Längere Zeit können wir dem Grenzkamm folgen und die wunderbare Aussicht geniessen, unter anderem auch das bereits durchwanderte Tal direkt unter uns, wo wir vor ziemlich genau 72 Stunden bei Bekim und Betim in Roshkodol eingeladen waren. Die Peaks of the Balkans ist nun mal kein Weitwanderweg sondern eine Rundtour. So gehen auch wir für einmal im Kreis und begegnen mehreren Touristen, die etwa so aussehen wie wir.
Auf dem Pass Zedlo Zavoj heisst es nun definitiv Abschied nehmen von Kosovo, denn die nächsten beiden Tage werden wir in Montenegro unterwegs sein, bevor wir dann nach Albanien gelangen sollten.
Für uns ist Kosovo eine absolute Neuentdeckung, die Grosszügigkeit und Herzlichkeit ist wohl nicht zu übertreffen. So hoffen wir sehr auf ein Wieder-Sehen – oder auf albanisch – mirupafshim!
Der Abstieg nach Babino Polje ist dann nicht mehr weit und kaum sind wir in Montenegro sitzen wir bei Rasia und Skender vor ihrem neu gebauten Sommerhäuschen, werden umsorgt und diskutieren intensiv auf händisch.
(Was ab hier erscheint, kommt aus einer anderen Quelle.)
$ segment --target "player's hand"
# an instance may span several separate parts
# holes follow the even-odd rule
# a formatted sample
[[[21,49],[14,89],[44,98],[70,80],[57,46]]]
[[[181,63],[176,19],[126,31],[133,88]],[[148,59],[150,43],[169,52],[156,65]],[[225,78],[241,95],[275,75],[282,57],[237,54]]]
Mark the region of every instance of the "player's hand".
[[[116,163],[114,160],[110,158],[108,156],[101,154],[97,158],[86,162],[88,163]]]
Mit Gästebetten bessern sie ihre Pension etwas auf, im Städtchen Plav haben sie einen kleinen Selbstversorgerhof mit einer Kuh und somit ist klar, dass Rasia stolz ihre eigenen Produkte auftischt. Sie muss dann allerdings am Abend noch zurück nach Plav, um die einzige Kuh zu melken.
Dafür kommt im Verlauf des Abends der Sohn mit einem in Amerika lebenden Freund vorbei. Ja, wir sind unverwechselbar in Montenegro angekommen, denn nun gibts selbstgebrannten Rakija aus einer 2-Liter-Colaflasche! Wir müssen nach zwei Gläslein auf Wasser umstellen, aber die Jungs mögen gut trinken und viel erzählen! Die Stube von Rasia und Skender ist für heute unser zu Hause – wieder ein neues Haus ist gebaut!